Billionaire Russian businessman Roman Abramovich is reported to have ‘withdrawn’ his application earlier this year to extend his UK tier-1 investor visa after encountering delays with renewal. The Chelsea FC-owner became an Israeli citizen in May, and subsequently halted plans worth £1 billion to redevelop Stamford Bridge stadium. The Observer reported in September that the rights of more than 700 Russians to live in the UK is under review following the Salisbury poisonings.
Bruno L’ecuyer, CEO of the Investment Migration Council, a trade body, said that the government had provided an ‘object lesson’ in managing investor migration with its decision to undertake the audit. ‘The UK is recommending a process of due diligence that goes far beyond other forms of granting residence or citizenship rights, but still protects the legitimate movement of capital and people, which is essential to the contemporary global economic model,’ stated L’ecuyer.
In the year ending September 2018, more than 1,000 applications for tier-1 visas were granted. Eesha Arora, senior associate at international wealth law firm Maurice Turnor Gardner, said prospective clients and those looking to extend their visas were ‘worried’ by the decision.

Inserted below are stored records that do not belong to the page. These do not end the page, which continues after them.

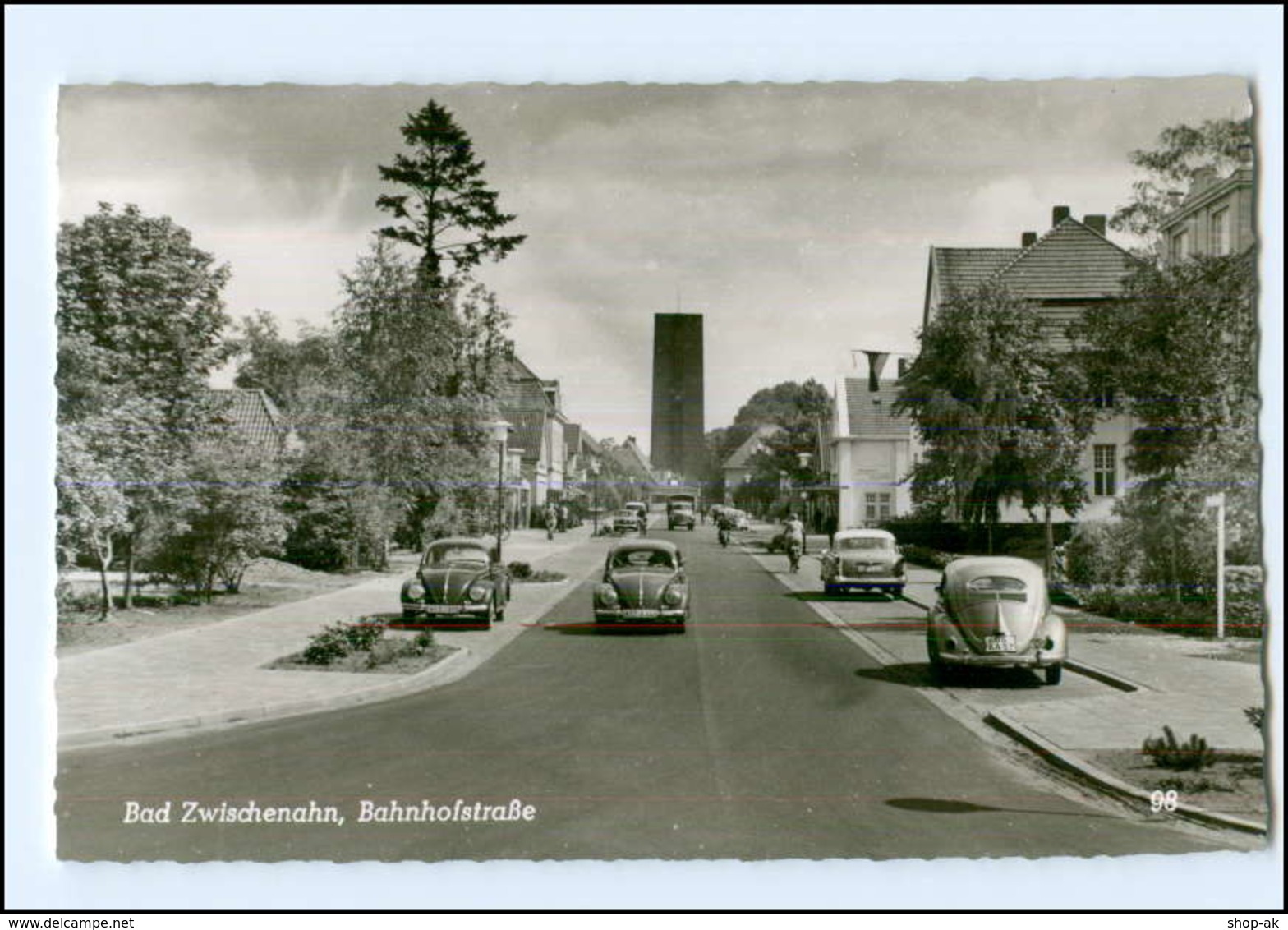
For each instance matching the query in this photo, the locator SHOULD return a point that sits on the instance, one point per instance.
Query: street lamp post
(500, 429)
(594, 505)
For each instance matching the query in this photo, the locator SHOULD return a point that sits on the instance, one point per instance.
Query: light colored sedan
(863, 560)
(995, 610)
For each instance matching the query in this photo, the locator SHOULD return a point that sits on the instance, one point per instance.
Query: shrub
(338, 641)
(1166, 753)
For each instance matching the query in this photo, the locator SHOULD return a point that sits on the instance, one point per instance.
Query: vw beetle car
(995, 610)
(680, 517)
(458, 585)
(643, 585)
(863, 559)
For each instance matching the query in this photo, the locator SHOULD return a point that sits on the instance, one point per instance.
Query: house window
(1104, 471)
(1221, 232)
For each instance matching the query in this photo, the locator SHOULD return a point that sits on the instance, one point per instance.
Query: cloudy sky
(795, 217)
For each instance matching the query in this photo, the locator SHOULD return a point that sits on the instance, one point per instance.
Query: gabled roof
(741, 455)
(530, 426)
(246, 417)
(871, 412)
(1070, 262)
(965, 269)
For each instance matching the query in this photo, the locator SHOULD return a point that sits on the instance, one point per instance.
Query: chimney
(1202, 179)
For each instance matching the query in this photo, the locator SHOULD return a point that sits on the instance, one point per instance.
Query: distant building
(1061, 274)
(872, 453)
(1213, 218)
(247, 417)
(678, 444)
(737, 467)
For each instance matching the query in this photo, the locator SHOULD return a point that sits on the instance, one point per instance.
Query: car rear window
(643, 558)
(866, 542)
(997, 587)
(451, 554)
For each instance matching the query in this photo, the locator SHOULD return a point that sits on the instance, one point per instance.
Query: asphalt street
(761, 733)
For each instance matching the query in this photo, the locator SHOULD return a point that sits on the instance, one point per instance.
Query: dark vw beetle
(644, 585)
(995, 610)
(458, 585)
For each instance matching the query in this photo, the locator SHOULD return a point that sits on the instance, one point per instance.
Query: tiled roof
(741, 455)
(965, 269)
(528, 430)
(1070, 262)
(871, 411)
(246, 417)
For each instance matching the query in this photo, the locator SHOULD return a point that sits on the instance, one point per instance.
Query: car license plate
(998, 643)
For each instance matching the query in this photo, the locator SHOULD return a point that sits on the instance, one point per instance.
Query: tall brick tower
(678, 410)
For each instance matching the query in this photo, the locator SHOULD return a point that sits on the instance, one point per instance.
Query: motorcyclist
(725, 524)
(794, 539)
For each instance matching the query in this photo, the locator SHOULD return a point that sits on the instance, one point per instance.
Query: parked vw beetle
(458, 585)
(995, 610)
(643, 585)
(863, 559)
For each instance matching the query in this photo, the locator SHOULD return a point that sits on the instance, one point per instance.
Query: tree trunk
(104, 550)
(129, 572)
(1050, 541)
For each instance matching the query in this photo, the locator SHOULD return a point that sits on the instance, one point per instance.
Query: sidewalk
(1122, 685)
(214, 675)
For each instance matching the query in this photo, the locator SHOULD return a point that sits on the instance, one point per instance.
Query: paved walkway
(214, 675)
(1149, 679)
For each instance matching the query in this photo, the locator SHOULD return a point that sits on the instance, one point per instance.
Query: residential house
(737, 467)
(247, 417)
(1213, 218)
(1064, 272)
(872, 451)
(532, 406)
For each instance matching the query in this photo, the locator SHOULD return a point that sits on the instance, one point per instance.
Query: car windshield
(866, 542)
(451, 555)
(651, 559)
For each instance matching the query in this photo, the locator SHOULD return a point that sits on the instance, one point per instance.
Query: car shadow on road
(918, 675)
(820, 596)
(941, 805)
(591, 628)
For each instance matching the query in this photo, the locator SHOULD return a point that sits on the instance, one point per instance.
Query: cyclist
(794, 539)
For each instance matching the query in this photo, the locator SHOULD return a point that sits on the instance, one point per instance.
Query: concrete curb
(438, 674)
(1106, 782)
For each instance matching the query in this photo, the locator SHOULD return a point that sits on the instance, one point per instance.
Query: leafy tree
(1180, 154)
(92, 508)
(232, 517)
(450, 214)
(140, 329)
(1000, 414)
(140, 313)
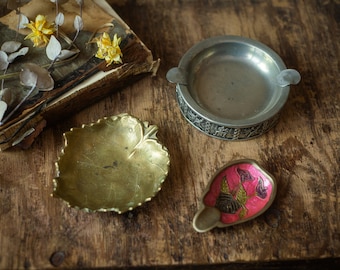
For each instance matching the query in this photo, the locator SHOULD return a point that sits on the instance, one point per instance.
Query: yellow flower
(41, 31)
(109, 50)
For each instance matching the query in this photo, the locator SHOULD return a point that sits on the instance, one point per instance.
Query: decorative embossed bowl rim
(114, 164)
(227, 88)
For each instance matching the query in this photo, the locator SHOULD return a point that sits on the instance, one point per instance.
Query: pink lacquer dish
(240, 191)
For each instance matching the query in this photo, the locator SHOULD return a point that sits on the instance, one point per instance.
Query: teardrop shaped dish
(239, 192)
(114, 164)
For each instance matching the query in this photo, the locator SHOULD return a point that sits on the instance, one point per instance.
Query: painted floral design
(239, 192)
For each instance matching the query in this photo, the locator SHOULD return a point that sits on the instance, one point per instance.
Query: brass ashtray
(115, 164)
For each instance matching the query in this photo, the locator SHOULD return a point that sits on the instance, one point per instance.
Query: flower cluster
(41, 31)
(47, 34)
(109, 49)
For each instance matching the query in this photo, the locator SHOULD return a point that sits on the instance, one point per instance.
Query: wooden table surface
(302, 152)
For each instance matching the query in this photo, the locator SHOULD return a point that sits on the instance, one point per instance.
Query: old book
(78, 81)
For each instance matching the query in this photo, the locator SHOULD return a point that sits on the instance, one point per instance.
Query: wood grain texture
(302, 152)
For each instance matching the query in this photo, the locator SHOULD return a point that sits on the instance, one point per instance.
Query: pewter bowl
(232, 88)
(115, 164)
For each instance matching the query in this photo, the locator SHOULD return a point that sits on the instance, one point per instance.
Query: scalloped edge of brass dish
(128, 147)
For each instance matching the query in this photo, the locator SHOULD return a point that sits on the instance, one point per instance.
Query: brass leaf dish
(115, 164)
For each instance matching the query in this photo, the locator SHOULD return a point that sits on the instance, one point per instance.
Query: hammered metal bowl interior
(114, 164)
(229, 82)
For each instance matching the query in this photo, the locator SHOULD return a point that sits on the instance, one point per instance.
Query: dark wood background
(302, 152)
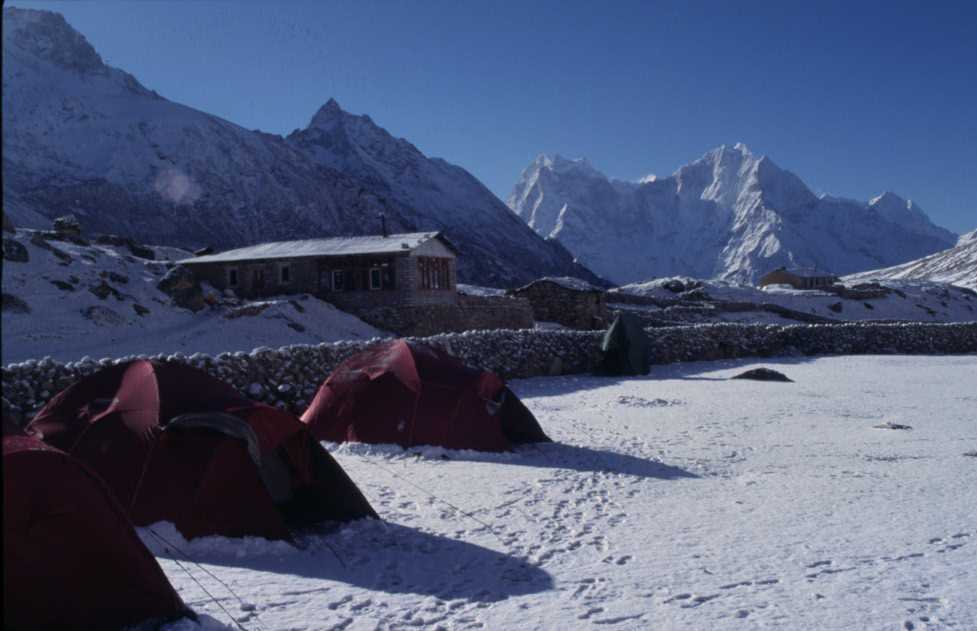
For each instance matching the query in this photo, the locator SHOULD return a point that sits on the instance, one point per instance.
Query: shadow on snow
(382, 556)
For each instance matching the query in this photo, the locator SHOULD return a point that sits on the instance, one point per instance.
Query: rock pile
(289, 376)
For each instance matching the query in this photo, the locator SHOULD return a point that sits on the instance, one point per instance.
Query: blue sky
(855, 97)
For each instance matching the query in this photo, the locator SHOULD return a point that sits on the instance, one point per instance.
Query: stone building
(800, 278)
(572, 302)
(354, 273)
(403, 283)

‘The statement is quite broad and it’s difficult to know how that will play out in individual circumstances,’ Arora told Spear’s, noting that the worst case scenario would be a complete scrapping of the program. ‘If someone was planning on applying for an investor visa, I think they’re in a very difficult position now, because that option, certainly in the short term is no longer available to them,’ she added. ‘We hope that the audit process is concluded swiftly so that genuine investor’s aren’t’ put off.’